The FTC failed to prove DirecTV customers don't see or understand the satellite company's disclosures of the terms of its premium channel offering because there's a lack of confused consumer testimony or any studies or research, DirecTV said in a reply filed Monday in federal court in support of its motion for partial summary judgment. The FTC sued DirecTV in 2015, alleging it wasn't properly communicating the early cancelation fees subscribers face if they sign up and then quit the service before two years (see 1503110042). A hearing on DirecTV's summary judgment motion is scheduled for Feb. 25 in U.S. District Court in San Francisco, with a trial in the case scheduled for Dec. 5. "There is no dispute that DirecTV repeatedly disclosed the material terms -- just the FTC's argument that disclosures made in hyperlinks or info-hovers do not pass [Restore Online Shoppers' Confidence Act] muster," DirecTV said. "Contrary to what the FTC may urge now, there is no rule that advertising disclosures cannot be made by info-hovers or hyperlinks, as long as consumers see and understand those disclosures. The FTC offers zero evidence here that consumers do not -- and it was the FTC's burden to do so." The FTC didn't comment Wednesday.

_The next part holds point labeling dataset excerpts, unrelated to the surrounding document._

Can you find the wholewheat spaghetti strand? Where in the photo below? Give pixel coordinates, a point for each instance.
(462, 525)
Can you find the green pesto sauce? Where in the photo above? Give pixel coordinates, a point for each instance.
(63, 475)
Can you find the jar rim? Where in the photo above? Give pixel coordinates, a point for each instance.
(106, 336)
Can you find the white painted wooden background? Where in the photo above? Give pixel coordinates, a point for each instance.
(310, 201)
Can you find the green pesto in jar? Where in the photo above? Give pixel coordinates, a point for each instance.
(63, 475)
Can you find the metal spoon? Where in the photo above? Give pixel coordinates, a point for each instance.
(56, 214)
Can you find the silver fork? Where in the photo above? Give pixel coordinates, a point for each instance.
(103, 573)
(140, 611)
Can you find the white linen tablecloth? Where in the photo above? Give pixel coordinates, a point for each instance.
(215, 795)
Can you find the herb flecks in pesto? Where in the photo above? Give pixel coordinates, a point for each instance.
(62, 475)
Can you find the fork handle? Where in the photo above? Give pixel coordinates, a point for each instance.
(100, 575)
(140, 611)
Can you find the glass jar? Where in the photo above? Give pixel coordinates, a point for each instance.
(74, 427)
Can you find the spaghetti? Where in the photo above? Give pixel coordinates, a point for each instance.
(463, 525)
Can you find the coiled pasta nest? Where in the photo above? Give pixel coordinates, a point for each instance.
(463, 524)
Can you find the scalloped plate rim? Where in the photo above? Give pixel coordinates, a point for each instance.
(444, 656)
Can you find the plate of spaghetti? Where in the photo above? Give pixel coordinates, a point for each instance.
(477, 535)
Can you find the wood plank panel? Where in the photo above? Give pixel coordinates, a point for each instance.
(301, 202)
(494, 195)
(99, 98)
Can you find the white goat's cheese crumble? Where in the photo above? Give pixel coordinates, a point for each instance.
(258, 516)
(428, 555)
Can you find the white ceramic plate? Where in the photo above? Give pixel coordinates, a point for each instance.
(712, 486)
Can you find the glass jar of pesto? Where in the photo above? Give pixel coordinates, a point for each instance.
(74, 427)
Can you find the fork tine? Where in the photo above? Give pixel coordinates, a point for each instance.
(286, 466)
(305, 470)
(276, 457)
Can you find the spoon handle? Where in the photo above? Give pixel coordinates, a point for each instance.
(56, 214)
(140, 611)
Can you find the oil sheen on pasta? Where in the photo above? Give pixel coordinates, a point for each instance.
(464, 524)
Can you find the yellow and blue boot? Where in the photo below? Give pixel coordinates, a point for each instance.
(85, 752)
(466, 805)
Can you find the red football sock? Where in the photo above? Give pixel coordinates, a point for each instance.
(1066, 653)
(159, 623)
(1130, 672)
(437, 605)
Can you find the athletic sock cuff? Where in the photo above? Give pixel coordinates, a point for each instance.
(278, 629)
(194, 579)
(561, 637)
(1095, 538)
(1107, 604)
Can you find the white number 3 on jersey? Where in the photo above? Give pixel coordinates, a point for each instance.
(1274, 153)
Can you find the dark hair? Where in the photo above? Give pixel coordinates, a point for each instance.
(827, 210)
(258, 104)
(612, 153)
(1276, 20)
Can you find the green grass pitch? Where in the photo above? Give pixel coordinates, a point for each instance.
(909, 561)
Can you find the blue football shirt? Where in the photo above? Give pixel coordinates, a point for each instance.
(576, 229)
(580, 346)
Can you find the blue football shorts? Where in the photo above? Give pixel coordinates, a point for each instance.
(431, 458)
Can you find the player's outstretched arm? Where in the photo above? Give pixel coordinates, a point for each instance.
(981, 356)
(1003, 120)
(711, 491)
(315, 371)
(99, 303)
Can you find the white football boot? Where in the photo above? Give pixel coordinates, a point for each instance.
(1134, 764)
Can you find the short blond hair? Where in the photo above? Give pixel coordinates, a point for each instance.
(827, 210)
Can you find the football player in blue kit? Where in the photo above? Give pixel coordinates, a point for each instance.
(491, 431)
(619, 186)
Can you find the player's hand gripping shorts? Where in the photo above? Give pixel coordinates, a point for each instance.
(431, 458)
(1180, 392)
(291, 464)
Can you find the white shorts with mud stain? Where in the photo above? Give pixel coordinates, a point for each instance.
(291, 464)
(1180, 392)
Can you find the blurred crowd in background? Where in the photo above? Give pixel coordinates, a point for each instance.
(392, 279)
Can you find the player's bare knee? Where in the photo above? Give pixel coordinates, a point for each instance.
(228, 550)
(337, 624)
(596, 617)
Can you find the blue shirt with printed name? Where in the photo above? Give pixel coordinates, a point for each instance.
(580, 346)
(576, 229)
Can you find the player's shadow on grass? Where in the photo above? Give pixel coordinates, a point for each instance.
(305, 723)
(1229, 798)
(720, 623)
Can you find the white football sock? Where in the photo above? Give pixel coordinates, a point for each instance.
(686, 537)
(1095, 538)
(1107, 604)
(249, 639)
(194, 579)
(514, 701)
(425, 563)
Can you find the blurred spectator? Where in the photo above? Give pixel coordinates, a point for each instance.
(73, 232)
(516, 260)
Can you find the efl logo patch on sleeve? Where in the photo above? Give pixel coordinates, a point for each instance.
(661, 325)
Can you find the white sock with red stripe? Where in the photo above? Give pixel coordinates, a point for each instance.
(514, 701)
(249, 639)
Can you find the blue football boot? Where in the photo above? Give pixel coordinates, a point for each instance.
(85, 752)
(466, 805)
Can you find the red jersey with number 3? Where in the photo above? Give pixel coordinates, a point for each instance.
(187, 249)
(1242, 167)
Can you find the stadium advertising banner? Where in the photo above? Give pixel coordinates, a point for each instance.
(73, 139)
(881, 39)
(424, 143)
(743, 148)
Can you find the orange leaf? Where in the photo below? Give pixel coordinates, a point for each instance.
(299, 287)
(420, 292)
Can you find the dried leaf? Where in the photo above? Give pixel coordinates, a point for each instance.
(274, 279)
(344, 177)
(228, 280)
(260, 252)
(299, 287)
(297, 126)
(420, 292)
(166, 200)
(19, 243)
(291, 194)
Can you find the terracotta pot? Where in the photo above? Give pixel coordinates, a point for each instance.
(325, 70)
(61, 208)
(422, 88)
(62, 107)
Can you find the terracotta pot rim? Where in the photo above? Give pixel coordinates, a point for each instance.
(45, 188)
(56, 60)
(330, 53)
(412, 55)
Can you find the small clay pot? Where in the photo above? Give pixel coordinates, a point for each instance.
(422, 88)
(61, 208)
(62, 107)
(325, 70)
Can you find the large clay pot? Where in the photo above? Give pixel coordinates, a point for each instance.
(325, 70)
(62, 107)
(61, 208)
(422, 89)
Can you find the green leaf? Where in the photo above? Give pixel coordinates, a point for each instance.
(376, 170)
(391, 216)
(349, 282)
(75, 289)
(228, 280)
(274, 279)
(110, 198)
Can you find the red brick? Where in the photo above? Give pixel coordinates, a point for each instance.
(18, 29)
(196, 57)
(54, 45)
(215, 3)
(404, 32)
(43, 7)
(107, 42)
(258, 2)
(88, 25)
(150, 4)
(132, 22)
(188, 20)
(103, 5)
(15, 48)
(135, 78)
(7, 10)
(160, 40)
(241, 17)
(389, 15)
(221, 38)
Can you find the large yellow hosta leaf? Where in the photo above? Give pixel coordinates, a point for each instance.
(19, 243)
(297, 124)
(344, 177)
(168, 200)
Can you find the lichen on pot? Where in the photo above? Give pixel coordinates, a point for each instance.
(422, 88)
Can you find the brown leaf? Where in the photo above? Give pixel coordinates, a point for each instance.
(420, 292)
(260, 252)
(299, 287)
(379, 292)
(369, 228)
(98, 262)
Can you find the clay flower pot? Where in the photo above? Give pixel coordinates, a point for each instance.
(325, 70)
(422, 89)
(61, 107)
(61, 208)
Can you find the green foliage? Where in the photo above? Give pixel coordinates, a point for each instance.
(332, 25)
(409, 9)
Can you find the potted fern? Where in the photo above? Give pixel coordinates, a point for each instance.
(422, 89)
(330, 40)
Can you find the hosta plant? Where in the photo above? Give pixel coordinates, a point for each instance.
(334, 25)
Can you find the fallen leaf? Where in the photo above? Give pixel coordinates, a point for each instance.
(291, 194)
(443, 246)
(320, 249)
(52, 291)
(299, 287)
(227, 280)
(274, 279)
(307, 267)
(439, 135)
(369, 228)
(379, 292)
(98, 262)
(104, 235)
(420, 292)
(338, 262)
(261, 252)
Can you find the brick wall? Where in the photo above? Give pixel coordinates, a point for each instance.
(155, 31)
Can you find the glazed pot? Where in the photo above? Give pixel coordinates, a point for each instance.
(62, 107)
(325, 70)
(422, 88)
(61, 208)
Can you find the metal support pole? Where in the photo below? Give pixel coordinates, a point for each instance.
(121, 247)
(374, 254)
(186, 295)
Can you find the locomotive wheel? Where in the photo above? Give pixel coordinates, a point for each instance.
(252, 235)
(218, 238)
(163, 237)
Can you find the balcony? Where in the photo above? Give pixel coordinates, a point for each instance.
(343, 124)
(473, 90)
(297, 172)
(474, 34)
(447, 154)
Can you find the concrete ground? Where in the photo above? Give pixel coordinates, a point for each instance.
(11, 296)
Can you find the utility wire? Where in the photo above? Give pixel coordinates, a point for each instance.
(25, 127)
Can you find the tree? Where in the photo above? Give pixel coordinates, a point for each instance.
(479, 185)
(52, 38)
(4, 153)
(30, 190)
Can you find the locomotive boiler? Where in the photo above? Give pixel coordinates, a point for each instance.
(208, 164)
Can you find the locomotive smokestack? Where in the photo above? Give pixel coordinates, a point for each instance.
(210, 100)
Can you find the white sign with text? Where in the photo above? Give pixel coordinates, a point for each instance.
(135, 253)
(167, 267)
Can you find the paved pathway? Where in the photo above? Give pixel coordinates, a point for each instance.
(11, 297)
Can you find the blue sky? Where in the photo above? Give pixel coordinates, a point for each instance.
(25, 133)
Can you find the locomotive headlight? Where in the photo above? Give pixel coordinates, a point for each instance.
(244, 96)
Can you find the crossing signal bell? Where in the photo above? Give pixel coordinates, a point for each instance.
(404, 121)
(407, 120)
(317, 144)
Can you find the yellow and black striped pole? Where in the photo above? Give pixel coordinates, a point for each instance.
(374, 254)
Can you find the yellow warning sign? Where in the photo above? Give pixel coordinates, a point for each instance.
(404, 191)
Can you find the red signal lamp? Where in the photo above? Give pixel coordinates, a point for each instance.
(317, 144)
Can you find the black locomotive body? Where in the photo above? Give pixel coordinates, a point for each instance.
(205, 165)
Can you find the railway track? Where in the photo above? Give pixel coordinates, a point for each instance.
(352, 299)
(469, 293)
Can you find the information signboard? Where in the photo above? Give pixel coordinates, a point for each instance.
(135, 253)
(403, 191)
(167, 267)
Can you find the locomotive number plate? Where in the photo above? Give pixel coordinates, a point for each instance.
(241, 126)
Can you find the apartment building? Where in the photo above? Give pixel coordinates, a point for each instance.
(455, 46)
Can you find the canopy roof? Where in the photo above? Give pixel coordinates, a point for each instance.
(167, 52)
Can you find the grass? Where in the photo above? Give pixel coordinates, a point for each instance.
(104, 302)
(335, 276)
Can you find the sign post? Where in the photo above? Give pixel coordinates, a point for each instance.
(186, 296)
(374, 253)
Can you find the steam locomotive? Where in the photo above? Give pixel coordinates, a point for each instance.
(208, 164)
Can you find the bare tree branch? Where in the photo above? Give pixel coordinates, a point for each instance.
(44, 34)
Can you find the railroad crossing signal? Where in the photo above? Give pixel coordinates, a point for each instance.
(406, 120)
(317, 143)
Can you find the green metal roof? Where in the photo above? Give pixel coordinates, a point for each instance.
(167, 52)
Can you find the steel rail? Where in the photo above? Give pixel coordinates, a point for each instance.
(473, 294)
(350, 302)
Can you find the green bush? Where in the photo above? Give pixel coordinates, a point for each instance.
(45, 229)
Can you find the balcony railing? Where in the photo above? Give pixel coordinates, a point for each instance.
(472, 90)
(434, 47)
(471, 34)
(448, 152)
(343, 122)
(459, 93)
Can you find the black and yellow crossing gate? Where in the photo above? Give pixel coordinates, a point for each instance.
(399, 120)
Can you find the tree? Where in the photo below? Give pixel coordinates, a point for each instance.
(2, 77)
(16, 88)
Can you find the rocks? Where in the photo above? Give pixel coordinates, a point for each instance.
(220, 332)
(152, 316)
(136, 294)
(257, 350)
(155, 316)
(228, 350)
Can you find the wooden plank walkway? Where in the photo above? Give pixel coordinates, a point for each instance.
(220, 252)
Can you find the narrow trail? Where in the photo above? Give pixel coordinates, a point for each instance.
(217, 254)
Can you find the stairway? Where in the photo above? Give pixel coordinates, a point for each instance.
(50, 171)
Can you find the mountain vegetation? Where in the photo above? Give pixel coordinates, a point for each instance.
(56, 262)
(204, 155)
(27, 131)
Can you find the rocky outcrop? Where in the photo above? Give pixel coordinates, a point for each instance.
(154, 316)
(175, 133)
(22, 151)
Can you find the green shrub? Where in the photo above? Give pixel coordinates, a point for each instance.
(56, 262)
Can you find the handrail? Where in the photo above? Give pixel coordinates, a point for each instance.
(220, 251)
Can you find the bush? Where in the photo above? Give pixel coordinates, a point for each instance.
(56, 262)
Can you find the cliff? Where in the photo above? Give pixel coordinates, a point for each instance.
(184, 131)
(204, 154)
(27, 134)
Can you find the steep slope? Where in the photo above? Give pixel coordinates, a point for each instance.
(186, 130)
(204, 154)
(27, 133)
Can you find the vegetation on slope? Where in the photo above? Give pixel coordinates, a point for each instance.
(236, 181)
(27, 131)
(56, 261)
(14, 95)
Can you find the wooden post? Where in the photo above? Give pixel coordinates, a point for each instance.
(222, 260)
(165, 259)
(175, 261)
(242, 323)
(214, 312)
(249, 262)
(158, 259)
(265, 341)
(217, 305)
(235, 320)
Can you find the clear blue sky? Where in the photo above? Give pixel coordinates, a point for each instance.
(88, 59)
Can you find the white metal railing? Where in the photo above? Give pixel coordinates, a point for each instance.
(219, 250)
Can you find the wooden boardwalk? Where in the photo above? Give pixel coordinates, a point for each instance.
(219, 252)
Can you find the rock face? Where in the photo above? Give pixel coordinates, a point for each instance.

A Virginia federal judge will hear oral argument Feb. 26 on motions by BMG Rights Management and Cox Communications, including a motion by the cable operator for a new trial in the copyright infringement complaints brought by BMG. Both Cox and BMG filed motions and briefs Tuesday in U.S. District Court in Alexandria. BMG renewed a previous motion for judgment as a matter of law for vicarious infringement and also seeking a permanent injunction. A jury in December awarded BMG and Round Hill Music $25 million in their lawsuit against Cox for the cable company's failure to penalize its Internet customers who repeatedly infringed copyrighted materials via BitTorrent (see 1512180012). More than a month later, BMG said in a brief in support of its permanent injunction motion, "Cox's network continues to be the site of a massive, ongoing infringement of BMG's copyrights." The cable ISP in its motion for judgment as a matter of law or, alternately, a new trial, said BMG failed to prove Cox's liability and that the court erred in jury instructions on such issues as contributory infringement and willfulness and that it didn't instruct the jury on innocent infringement. "Any one of the errors ... would justify a new trial," it said in its motion. "Taken together, however, they create a compelling basis for a new trial." Cox also filed a motion seeking an order sealing some exhibits it previously had submitted, citing their containing of confidential business information.